# Keeping Track



## Dee (Apr 22, 2004)

is the chart in Brushy Mt catalog something youre looking for??
(2004 catalog page 32 item #319)


----------



## Michael Bush (Aug 2, 2002)

I have that. I'm trying to keep track of several things. But one of the big ones right now is "what's in this nuc?" Here's a nuc and maybe I put a queen cell in it yesterday or maybe I put it in five days ago or maybe I put it in two weeks ago. There's a queen, and maybe she emerged yesterday and maybe she emerged two weeks ago. I have to look for eggs to tell which it is. Or maybe I sold that queen three days ago and that nuc is available for another queen cell.

Surely someone has a good system for this. It's a bit cumbersome trying to number them all and make the notes on the right page.


----------



## bjerm2 (Jun 9, 2004)

Michael, are you also using a system like the hair roller to confine the virgins? If you are (I do) then some of the pressure is off. I mark which hive (#) has which queens and at what 'age' they are, eggs, larva, sealed, emerged. This is on a calendar. I don't move them till they are ready to emerge or if I'm going to inseminate them then they stay there till the day I do it. I then use a number 6 screen for a queen cage and put her back into the queen less hive. I can do that with a few queens till they start laying then I can introduce them into a normal hive. The number 6 screen lets the workers get to the queen and take care of her since the first day or so after insemination is important to help the sperm migrate. She needs the nurse bees to stimulate her.
I guess you can set something up with a computer but I have not made that step yet.
I hope some of this has help you.
Dan


----------



## Michael Bush (Aug 2, 2002)

>Michael, are you also using a system like the hair roller to confine the virgins?

After yesterday's panic, I put hair rollers on all of the cells still in the finisher, yes, but I didn't have them on before. But Still I'd rather have them emerge in the nucs, I think.

>If you are (I do) then some of the pressure is off. I mark which hive (#) has which queens and at what 'age' they are, eggs, larva, sealed, emerged. This is on a calendar.

I'm leaning towards getting scraps of Plexiglass and a grease pen and writing all the info on the Plexiglass and leaving it under the brick on top of the nuc. But I keep hoping for something simpler.

But I could have:

Queen: (none,black,tiger striped,cell)
Eggs: (none, some, lots etc.)
Last done: (put queen cell in etc.)
Date: (date that was done)
Next to do: (what needs to be done next, check for emergence, check for eggs, put in cell etc.)
Date: (when it needs to be done)

Does that sound practical?

Anyone have a better idea?


----------



## bjerm2 (Jun 9, 2004)

There is no doubt that her emerging in a nuc is best but if just for one moment, your at work and one little lady gets out well..... One mommy (queen) per hive is the rule. I rather take that extra minute and put the roller on. Hate to open up a hive (been there done that) and see one nice cell popped open and the rest chewed and killed.

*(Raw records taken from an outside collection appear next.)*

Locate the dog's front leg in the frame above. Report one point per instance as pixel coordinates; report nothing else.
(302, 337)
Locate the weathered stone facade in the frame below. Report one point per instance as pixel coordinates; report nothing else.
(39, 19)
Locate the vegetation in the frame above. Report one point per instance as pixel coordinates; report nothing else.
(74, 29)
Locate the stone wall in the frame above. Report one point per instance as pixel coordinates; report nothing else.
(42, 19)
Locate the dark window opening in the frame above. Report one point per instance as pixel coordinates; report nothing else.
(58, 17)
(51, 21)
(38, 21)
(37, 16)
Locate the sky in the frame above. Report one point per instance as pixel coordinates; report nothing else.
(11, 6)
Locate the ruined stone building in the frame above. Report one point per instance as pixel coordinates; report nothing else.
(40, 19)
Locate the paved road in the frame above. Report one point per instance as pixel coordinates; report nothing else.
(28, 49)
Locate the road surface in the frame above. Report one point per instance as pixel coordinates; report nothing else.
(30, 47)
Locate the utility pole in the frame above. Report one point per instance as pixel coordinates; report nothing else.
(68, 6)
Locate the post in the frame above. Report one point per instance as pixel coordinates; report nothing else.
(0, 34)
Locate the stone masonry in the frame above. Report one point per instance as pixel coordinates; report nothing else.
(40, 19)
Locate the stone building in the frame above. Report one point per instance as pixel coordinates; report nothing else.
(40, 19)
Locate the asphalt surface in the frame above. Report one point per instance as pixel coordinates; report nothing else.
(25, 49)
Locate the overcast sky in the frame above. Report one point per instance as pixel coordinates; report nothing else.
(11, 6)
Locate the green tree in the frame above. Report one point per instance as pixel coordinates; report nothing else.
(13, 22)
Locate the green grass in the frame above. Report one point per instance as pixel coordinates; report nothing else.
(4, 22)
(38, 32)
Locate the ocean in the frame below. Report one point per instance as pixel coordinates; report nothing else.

To me that was a waist of time and energy for the hive.









Your system seems like it would work and it seems to have logic to it. I don't think you can get away from writing it down on to something next to each hive. If you wanted to improve you would need a lap top. But then you would still type it into the lap top, hive number and then the comments. If you decided to go home and use the computer there then you would have to keep a diary with the same info and again type it into the computer at home. Think that would be getting to complicated. At least for me.
Dan


----------



## dickm (May 19, 2002)

There are 3 positions to a brick on the lid. Paint a couple of surfaces and you can get more. Thats at least 5 things you can say about that hive by positioning the brick. A friend writes on the back of the hive itself with a magic marker. Fancy would be a piece of lucite on a flap,

Dickm


----------



## Michael Bush (Aug 2, 2002)

I've been making simple notations in paint marker of the color of queen marking this year, figuring next year will be a different color etc. And that I can paint over it too. But it keeps changing and it's hard to put much information on it.

I have thought about the brick idea. On end doesn't work real well and that leaves four positions. A 3 1/2" piece of 4 by 4 would give you six statuses and that would be helpful.

I suppose I have these statuses that I usually concern myself with:

Queenless
Virgin Queen (no eggs yet)
Laying Queen (would indicate the presence of eggs)
Queen cell
Possibly queenless
Laying Worker
Needs stores or feeding
Needs room
Needs more bees (mating nucs)

How about two cubes?


----------



## James Burke (Feb 4, 2002)

Michael,
I don't like to use this area of the forum for advertisement, but my home based business makes the "Burkes Ready Date" mating nuc calenders offered by Betterbee. (And the QueenRite Calculators offered by Brushy)
The 3 by 5 inch weather proof plastic card is stapled to the nuc. When a queen cell is placed in a nuc, one pushpin is set on the date in which she will be LAYING. Another pin is set on the CURRENT status of the nuc. (C=Cell, V=Virgin, L=Laying, X=Queenless, O=Organize the nuc by adding or subtracting bees, or some other manipulation) 
The description in the Betterbee catalog needs be worded differently to let queen rearing beekeepers know how they're used...we're working on that!
I initially made them for my own use in my own queen yards because I HATED going through nucs unnecessarily. With these calenders, all you need to do is check the status ("L") and grab your queen...NO GUESSING WHATSOEVER! 
Send me a SASE and I will send you a free sample, but if you decide to order, please go through Betterbee. They have them listed on their website. Type in "Ready Date" in their search query. 10 pcs. for $9.75 or 100 pcs. for $75.00
You could even place one or more calenders on your cell builders to let you know the date you need to REMOVE your cells. 
By the fifth day, I usually place my cells in incubator bars (posted earlier this spring on this forum)to protect them from a renegade queen or early hatch.
Here's a link to my web page sample of the calender: 
http://www.emeraldridgeapiary.net/ready.html 

Regards,

Jim


------------------
http://www.emeraldridgeapiary.net

[This message has been edited by James Burke (edited July 14, 2004).]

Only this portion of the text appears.